Greenfield declined to weigh in on the specifics because he said he doesn’t want to pre-judge the rezoning, or any other project, before it even started ULURP.
“The reality is that most major corporations do not want to work in buildings that are 50 years old, where they’re struggling to get Wi-Fi or cell service,” he said. “So we have to look at it from that perspective. Once we understand that’s the goal, working backwards from there: There are community issues, and there are developer issues. This definitely is our goal to get it done by 2017.”
Before taking office, Greenfield, who is Orthodox Jewish, was a top executive at the Sephardic Community Federation, a lobbying organization for Brooklyn’s Syrian-Jewish population.
Greenfield has also garnered a reputation as a real political player with strong interpersonal skills. Tapping into both the Orthodox and Sephardic Jewish communities, Greenfield is considered a strong fundraiser not just for himself but also for other council members.
Brooklyn Chamber of Commerce President Carlo Scissura met him roughly 10 years ago while Scissura was the chief of staff to then-Brooklyn Borough President Marty Markowitz and Greenfield was at the Sephardic Community Federation.
“He is a straight shooter,” said Scissura, who still keeps regular contact with Greenfield in their current roles. “He is very clear in his objectives. He has been very effective both in the Sephardic center and then in the council.”
Greenfield first ran for council in 2010 in a special election to replace Simcha Felder, a conservative Democrat who left office to work for then-Comptroller John Liu. He faced and won a tough battle against a candidate backed by the popular Brooklyn power broker and Assemblyman Dov Hikind—a one-time friend and boss but now rival of Greenfield.
Now into his first full term (he was re-elected in the 2013 general election), Greenfield is making use of basically every minute that he has. He is a married father of three who teaches land use at Brooklyn Law School. Greenfield will joke that his wife knows a simple run to the store could end up being an hour because constituents (not necessarily his, either) will stop him to ask questions. A burly, bearded man with an ever-present yarmulke, he will run four times a week from 11 p.m. to midnight, because it’s the only time during what he says is an 80-hour work week that he isn’t answering emails or engaging on Twitter. By 5:45 a.m., he is up again when his youngest child usually wakes him.
Rumors have swirled that Greenfield really wants to be the finance chair, a position currently held by Julissa Ferreras-Copeland of Queens.
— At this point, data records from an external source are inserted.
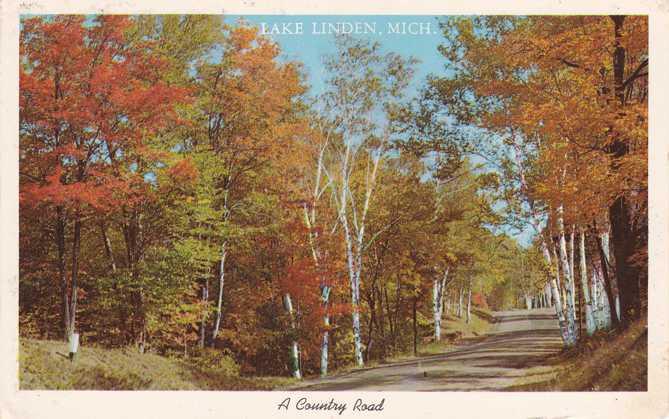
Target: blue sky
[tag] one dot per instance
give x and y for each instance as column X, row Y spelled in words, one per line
column 309, row 47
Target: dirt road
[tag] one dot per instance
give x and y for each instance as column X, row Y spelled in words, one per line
column 518, row 341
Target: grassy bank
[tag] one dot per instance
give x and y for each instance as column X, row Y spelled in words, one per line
column 43, row 365
column 454, row 331
column 608, row 361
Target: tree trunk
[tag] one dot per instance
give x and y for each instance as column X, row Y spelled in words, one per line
column 607, row 275
column 572, row 267
column 460, row 296
column 294, row 348
column 436, row 308
column 219, row 301
column 76, row 248
column 469, row 303
column 203, row 320
column 325, row 296
column 107, row 245
column 62, row 273
column 625, row 240
column 614, row 289
column 415, row 327
column 589, row 319
column 568, row 281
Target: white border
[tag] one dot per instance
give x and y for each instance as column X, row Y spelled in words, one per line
column 99, row 404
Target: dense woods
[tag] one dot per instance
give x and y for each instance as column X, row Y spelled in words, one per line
column 184, row 192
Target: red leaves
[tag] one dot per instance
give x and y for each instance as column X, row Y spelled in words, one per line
column 184, row 171
column 88, row 104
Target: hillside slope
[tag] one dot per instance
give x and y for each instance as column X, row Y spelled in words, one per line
column 43, row 365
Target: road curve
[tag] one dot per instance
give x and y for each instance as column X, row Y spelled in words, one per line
column 518, row 340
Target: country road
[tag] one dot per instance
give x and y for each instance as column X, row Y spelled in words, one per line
column 518, row 341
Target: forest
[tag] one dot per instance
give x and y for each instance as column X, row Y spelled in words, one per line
column 185, row 192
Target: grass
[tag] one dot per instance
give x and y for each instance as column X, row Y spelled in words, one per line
column 453, row 331
column 607, row 361
column 43, row 365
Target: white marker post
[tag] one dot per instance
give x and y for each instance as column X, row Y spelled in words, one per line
column 74, row 345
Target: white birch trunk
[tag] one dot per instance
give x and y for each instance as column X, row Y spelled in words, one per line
column 572, row 268
column 436, row 291
column 604, row 239
column 553, row 280
column 294, row 348
column 589, row 318
column 469, row 303
column 460, row 296
column 221, row 283
column 568, row 281
column 438, row 303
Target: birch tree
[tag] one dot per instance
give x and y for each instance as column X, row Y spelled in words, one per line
column 364, row 89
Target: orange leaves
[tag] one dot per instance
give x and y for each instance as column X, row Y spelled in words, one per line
column 184, row 171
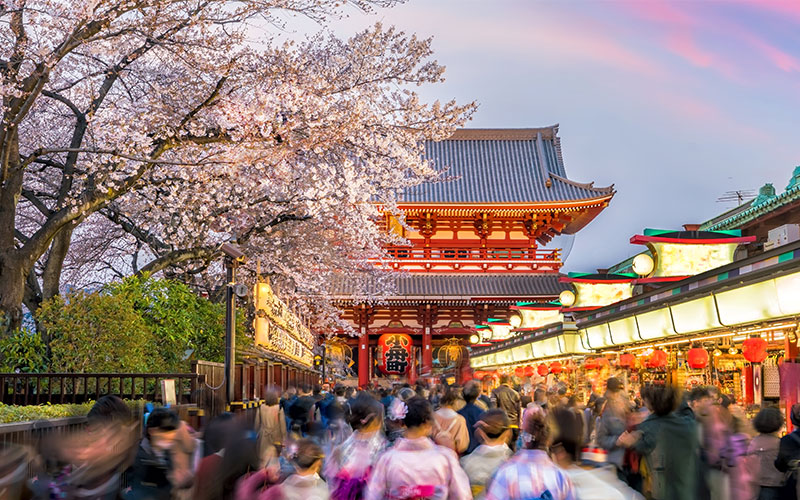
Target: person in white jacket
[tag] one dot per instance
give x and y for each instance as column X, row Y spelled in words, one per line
column 493, row 431
column 416, row 467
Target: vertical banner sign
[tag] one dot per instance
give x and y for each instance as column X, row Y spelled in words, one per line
column 394, row 353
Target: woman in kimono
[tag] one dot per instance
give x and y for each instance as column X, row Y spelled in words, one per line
column 349, row 465
column 416, row 468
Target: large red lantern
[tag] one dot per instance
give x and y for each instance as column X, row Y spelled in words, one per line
column 627, row 360
column 658, row 359
column 754, row 349
column 697, row 358
column 394, row 353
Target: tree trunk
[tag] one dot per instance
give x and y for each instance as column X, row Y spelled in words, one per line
column 12, row 291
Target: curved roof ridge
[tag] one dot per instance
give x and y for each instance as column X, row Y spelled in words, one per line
column 582, row 185
column 508, row 134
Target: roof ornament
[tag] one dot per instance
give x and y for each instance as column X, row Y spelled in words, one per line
column 765, row 194
column 795, row 180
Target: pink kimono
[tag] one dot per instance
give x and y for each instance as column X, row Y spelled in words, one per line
column 418, row 469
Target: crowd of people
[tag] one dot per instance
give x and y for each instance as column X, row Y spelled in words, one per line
column 527, row 441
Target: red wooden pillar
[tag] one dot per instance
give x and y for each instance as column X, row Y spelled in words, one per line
column 790, row 355
column 427, row 317
column 363, row 358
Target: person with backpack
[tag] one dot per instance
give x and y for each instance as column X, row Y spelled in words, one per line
column 789, row 457
column 531, row 474
column 450, row 427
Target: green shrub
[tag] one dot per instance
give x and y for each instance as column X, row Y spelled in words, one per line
column 23, row 351
column 11, row 413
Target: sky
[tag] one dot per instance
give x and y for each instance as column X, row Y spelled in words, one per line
column 675, row 103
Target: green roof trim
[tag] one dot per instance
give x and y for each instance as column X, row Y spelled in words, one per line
column 758, row 207
column 657, row 232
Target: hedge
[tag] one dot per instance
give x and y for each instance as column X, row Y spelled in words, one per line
column 11, row 413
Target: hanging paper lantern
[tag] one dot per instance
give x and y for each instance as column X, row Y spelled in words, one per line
column 697, row 358
column 627, row 360
column 394, row 353
column 658, row 359
column 754, row 349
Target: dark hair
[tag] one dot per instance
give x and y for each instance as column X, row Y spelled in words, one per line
column 493, row 423
column 163, row 419
column 699, row 393
column 218, row 433
column 613, row 384
column 569, row 434
column 307, row 453
column 450, row 397
column 364, row 410
column 406, row 393
column 663, row 398
column 419, row 412
column 768, row 420
column 472, row 390
column 794, row 415
column 109, row 409
column 535, row 426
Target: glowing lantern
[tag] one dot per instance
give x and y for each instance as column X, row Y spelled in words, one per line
column 627, row 360
column 697, row 358
column 657, row 360
column 754, row 349
column 394, row 353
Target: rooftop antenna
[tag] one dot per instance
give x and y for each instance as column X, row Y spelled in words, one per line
column 740, row 196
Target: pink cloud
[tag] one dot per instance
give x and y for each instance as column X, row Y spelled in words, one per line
column 659, row 11
column 782, row 60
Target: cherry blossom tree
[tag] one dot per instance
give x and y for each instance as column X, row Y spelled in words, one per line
column 139, row 135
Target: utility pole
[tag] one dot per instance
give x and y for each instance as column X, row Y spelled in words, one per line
column 233, row 257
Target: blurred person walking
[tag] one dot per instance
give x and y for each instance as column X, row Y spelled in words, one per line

And things are already lining up for Greenfield to take that role if he’s re-elected in 2017, according to one Brooklyn player who said that he’s a shoo-in to become the finance chair.
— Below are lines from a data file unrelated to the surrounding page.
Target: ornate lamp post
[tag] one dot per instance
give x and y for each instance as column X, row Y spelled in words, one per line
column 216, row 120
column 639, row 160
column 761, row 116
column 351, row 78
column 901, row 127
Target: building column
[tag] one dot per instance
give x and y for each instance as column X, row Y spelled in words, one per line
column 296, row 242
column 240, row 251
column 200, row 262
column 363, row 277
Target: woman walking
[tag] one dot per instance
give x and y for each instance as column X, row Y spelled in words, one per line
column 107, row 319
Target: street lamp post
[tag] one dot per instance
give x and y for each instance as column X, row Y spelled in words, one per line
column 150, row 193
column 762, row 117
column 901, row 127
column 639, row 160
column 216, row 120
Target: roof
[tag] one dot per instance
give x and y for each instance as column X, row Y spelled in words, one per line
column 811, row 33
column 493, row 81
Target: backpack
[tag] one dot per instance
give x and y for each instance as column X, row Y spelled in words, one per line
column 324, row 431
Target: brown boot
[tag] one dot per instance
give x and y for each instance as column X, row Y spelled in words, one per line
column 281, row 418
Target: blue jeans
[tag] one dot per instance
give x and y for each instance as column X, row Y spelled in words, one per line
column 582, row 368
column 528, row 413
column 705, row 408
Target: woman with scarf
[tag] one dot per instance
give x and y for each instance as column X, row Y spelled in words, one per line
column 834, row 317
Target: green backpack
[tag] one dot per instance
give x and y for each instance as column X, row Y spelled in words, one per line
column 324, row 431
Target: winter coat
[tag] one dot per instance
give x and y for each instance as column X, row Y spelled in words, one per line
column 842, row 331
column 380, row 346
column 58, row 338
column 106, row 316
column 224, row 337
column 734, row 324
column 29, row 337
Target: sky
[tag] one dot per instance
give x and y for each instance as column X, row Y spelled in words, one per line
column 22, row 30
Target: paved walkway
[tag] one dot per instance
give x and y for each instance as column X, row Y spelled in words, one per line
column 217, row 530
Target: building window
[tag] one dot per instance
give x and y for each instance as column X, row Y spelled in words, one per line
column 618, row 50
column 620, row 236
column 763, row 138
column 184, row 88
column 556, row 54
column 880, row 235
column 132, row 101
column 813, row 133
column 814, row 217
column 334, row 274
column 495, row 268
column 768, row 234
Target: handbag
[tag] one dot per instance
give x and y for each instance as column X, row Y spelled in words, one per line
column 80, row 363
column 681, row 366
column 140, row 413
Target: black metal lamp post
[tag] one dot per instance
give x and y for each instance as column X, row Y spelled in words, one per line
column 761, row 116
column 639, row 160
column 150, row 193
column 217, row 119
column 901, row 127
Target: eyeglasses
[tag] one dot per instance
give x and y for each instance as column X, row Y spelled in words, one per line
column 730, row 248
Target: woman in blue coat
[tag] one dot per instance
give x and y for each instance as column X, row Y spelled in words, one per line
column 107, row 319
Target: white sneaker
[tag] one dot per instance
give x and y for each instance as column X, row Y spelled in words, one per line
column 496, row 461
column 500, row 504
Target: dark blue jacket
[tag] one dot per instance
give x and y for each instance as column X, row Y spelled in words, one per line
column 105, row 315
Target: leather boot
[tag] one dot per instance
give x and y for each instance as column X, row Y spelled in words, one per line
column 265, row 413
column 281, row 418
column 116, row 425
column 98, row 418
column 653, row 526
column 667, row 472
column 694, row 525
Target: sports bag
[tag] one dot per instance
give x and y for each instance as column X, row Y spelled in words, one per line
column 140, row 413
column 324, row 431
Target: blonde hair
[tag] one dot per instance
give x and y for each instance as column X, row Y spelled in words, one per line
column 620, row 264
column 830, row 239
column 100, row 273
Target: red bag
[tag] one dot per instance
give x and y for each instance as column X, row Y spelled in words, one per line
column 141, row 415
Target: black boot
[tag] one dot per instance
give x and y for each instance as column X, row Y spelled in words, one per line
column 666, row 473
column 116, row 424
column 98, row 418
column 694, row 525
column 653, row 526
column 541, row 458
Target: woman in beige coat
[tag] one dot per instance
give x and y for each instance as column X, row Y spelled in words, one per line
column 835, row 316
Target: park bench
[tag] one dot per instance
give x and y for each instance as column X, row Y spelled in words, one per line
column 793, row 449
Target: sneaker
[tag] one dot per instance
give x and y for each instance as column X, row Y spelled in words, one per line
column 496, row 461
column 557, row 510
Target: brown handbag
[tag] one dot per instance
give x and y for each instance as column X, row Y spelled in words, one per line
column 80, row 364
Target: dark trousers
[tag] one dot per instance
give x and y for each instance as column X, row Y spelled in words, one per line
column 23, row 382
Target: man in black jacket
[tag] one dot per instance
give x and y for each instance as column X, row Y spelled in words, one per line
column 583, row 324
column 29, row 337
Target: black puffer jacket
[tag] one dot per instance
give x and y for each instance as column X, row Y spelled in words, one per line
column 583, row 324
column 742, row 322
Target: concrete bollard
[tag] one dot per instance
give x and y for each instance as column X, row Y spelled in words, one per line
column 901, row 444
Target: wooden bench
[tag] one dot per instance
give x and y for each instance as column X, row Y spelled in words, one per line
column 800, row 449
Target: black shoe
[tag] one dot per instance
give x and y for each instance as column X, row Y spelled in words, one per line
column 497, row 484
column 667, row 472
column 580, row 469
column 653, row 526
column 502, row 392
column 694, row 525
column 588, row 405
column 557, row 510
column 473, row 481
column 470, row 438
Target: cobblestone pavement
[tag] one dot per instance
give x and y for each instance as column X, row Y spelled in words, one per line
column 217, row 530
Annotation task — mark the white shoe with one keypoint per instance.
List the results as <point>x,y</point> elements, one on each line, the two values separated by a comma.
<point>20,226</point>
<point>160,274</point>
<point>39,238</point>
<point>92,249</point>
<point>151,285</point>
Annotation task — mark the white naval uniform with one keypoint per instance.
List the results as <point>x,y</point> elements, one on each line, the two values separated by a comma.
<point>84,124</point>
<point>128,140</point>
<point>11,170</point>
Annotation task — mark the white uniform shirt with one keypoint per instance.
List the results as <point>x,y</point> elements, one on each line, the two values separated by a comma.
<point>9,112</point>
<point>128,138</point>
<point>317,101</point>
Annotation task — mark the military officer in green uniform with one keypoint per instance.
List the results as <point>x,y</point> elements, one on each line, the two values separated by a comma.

But in the meantime, Greenfield isn’t just twiddling his thumbs on the land use committee. In fact, he co-led a successful effort earlier this year to reform the landmarking process in New York City, instituting a timeline in which a project can be protected from variances or demolition.
Going a step further, Greenfield maintained that land use is the ultimate power that the council has, because it can basically kill a project going through ULURP although a dead project is a rare one.
Sure, the finance committee plays a huge role in the budget, and the public safety committee is a bully pulpit to dictate policies for the New York Police Department. But Greenfield noted that making a decision on a building is something that lasts for a century, if not longer.
“Of all the power that we have—that the city charter has given us—the most power that we have in one area is exactly in land use,” he said. “If you mess up the budget this year, you can fix the budget next year. If you mess up a building this year, you cannot fix it until the year 2100. That is why I think there is so much focus on this.”